Ao deferir a liminar, Wohlers destaca que ficou comprovado que as criações das leis caracterizaram “perigo de dano” já que, segundo o magistrado, “uma vez que a concessão de abono salarial nos termos delineados onera o erário”.
O pedido de suspensão da Procuradoria à Justiça ocorreu após o Ipem ingressar com representação alegando que o valor de R$ 60 pago em 2018 e incorporado em 2019 não fez parte da base de cálculo da contribuição previdenciária dos servidores efetivos e que, portanto, não poderia ser incorporado.
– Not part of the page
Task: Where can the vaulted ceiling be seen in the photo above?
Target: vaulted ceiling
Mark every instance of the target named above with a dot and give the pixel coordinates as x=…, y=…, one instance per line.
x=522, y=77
Após tomar ciência da decisão do Relator, o prefeito interino Carlos Weverton Ortega Sanches (MDB) realizou reunião com os funcionários da prefeitura na semana passada, no Ginásio de Esportes, com intuito, segundo ele, de esclarecer os fatos. Entretanto, poucos compareceram ao local.
Na visão do procurador-geral de Justiça, que solicitou a suspensão, Gianpaolo Poggio Smanio, a concessão dos abonos salariais no valor de R$ 60 mensais pagos aos servidores públicos não se compatibiliza com os princípios da moralidade, razoabilidade, finalidade e interesse público, não atendendo, segundo ele, “às exigências do serviço e comprometendo também a eficiência da máquina administrativa”.
AS LEIS
Cinco leis, ao todo, foram criadas concedendo abonos salariais aos servidores da prefeitura, Saaem, Ipem e Câmara Municipal (2906/2018, 2908/2018, 2922/2018, 2947/2019 e 2949/2019), e outras duas (2946/2019 e 2948/2019) incorporaram o abono pecuniário aos vencimentos e salários dos servidores.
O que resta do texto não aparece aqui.